At the same time, geopolitical tensions added to the uncertainty brought on by the global pandemic, shifting trade flows. To make matters worse, climate change continued to wreak havoc in agriculture, spawning extreme weather events in parts of the world. All told, 2020 will go down as a year of major disruption on almost every front.
However, as much as the pandemic has caused supply chain disruptions, it has also created an opportunity for Canada to further entrench itself as one of the world’s most trusted and reliable suppliers of food and agriculture commodities, according to Gervais.
“The pandemic has only heightened consumer demand for locally sourced food, accelerating what was already a pre-pandemic trend,” he said. “At the same time, the needs of major food importers and our key export markets will grow even if economic uncertainty continues to prevail in 2021.”
There are clear signals pointing to strong domestic and global demand.
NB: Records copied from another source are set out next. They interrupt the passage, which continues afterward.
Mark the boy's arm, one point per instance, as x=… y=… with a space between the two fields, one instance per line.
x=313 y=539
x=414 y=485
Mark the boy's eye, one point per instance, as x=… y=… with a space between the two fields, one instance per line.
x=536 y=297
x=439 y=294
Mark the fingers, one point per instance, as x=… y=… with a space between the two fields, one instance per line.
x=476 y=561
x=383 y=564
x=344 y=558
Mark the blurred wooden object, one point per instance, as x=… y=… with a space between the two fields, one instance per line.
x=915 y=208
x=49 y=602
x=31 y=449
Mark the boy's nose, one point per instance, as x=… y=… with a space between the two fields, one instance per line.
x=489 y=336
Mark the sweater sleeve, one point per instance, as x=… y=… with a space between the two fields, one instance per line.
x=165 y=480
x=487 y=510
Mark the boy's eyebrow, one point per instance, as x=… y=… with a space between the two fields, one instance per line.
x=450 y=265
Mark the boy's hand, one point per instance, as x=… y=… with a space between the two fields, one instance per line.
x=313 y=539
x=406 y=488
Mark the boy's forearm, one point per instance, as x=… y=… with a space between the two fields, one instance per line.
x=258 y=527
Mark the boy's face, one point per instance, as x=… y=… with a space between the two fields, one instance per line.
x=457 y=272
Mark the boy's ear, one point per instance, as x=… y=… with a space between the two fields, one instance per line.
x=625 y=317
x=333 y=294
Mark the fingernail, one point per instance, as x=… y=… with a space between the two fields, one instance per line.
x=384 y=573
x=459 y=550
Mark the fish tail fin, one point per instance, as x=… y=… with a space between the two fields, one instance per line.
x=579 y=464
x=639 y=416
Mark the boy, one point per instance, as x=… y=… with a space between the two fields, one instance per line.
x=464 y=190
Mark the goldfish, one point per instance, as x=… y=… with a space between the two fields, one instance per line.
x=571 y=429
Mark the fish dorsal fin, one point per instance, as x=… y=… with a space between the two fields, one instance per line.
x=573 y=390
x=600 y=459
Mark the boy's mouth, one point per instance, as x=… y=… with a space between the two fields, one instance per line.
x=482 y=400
He notes, for example, higher savings and pent-up demand that could drive growth in red meat consumption, which could be bolstered by the possible reopening of food services in 2021. Globally, weather challenges could strengthen import demand of major grains, oilseeds and pulses.
Global supply chains are still signaling that Canadian exports are important. High-income economies, such as Japan, the United States and the European Union, continue to have the potential to further tap into Canadian exports. China – given its size and growing economic strength – also holds potential for opportunities.
“If the stars align and we are able to quickly turn the corner on this pandemic in 2021, we could see an economic rebound that allows us to mostly recover from last year’s 4.2 per cent global economic contraction,” Gervais said. “By meeting the needs of importers during a pandemic, Canada has an opportunity to further strengthen its position as one of the world’s leading agriculture exporters.”
The big question remains how the health and economic fallouts from the pandemic will intersect with climate change and geopolitical tensions to impact agricultural production and trade this year.
“While there are many challenges on the road ahead, there are also many opportunities for Canadian food producers and processors.” Gervais said. “The key is to have a good risk management plan to ensure your business remains strong and viable to take advantage of those opportunities as they arise.”